Software Management Services health checks

SMS test execution

This test requires that the Cray CLI is configured on nodes where the test is executed. See Cray command line interface.

The following test can be run on any Kubernetes node (any master or worker node, but not on the PIT node).

/usr/local/bin/cmsdev test -q all
  • The cmsdev tool logs to /opt/cray/tests/cmsdev.log
  • The -q (quiet) and -v (verbose) flags can be used to decrease or increase the amount of information sent to the screen.
    • The same amount of data is written to the log file in either case.

Interpreting cmsdev results

  • If all checks are passed, the following will be true:
    • The return code will be zero.
    • The final line of output will begin with SUCCESS.
      • For example: SUCCESS: All 7 service tests passed: bos, cfs, conman, crus, ims, tftp, vcs
  • If one or more checks are failed, the following will be true:
    • The return code will be non-zero.
    • The final line of output will begin with FAILURE and lists the failed checks.
      • For example: FAILURE: 2 service tests FAILED (conman, ims), 5 passed (bos, cfs, crus, tftp, vcs)
    • After remediating a test failure for a particular service, just that single service test can be rerun by replacing all in the cmsdev command line with the name of the service. For example: /usr/local/bin/cmsdev test -q cfs

Additional test execution details can be found in /opt/cray/tests/cmsdev.log.

Version

(ncn-mw#) The following command displays the version of the cmsdev test tool.

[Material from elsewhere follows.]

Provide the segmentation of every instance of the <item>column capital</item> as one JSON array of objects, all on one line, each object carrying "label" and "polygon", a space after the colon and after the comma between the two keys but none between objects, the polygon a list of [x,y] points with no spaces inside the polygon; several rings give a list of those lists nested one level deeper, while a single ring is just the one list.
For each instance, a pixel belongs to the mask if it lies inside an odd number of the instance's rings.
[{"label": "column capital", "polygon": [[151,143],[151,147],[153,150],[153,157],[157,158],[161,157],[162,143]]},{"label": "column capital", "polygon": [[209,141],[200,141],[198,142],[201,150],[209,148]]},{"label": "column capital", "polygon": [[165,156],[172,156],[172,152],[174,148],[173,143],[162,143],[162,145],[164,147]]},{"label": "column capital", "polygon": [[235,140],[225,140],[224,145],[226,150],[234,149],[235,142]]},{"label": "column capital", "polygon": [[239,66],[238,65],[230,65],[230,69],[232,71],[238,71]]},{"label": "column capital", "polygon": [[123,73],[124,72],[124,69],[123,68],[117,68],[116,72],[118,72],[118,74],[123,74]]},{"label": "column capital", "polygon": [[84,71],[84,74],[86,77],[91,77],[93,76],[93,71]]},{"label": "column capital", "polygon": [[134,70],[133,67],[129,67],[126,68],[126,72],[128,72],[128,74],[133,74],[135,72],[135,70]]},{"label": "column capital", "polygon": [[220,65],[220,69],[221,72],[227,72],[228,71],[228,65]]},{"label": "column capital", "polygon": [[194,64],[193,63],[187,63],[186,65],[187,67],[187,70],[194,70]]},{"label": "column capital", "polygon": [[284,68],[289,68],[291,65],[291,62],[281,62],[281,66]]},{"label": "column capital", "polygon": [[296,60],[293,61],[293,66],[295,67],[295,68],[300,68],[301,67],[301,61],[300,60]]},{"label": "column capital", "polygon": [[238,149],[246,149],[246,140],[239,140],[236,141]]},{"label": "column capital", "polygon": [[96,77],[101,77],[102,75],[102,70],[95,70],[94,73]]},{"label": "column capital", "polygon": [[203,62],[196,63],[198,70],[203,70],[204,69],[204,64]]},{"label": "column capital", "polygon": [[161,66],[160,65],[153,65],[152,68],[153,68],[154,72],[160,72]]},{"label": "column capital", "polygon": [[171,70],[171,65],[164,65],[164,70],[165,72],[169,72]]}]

/usr/local/bin/cmsdev version

Known issues with SMS tests

Cray CLI

Some of the subtests may fail if the Cray CLI is not configured on the management NCN where cmsdev is executed. See the following for more information:

Etcd restores

If an Etcd restore has been performed on one of the SMS services (such as BOS or CRUS), then the first Etcd pod that comes up after the restore will not have a PVC (Persistent Volume Claim) attached to it (until the pod is restarted). The Etcd cluster is in a healthy state at this point, but the SMS health checks will detect the above condition and may report test failures similar to the following:

ERROR (run tag 1khv7-bos): persistentvolumeclaims "cray-bos-etcd-ncchqgnczg" not found
ERROR (run tag 1khv7-crus): persistentvolumeclaims "cray-crus-etcd-ffmszl7bvh" not found

In this case, these errors can be ignored, or the pod with the same name as the PVC mentioned in the output can be restarted (as long as the other two Etcd pods are healthy).

BOS subtest hangs

On systems where too many BOS v1 sessions exist, the cmsdev test will hang when trying to list BOS v1 sessions. See Hang Listing BOS V1 Sessions for more information.

Invalid CFS component

If a CFS component exists with a zero-length string for its id field, then it may cause the cmsdev CFS subtest to fail. The CFS subtest failure will resemble the following:

ERROR (run tag fhn3C-cfs): First list item has empty value for "id" field

For details on how to correct this problem, see CFS Component With Zero-Length ID.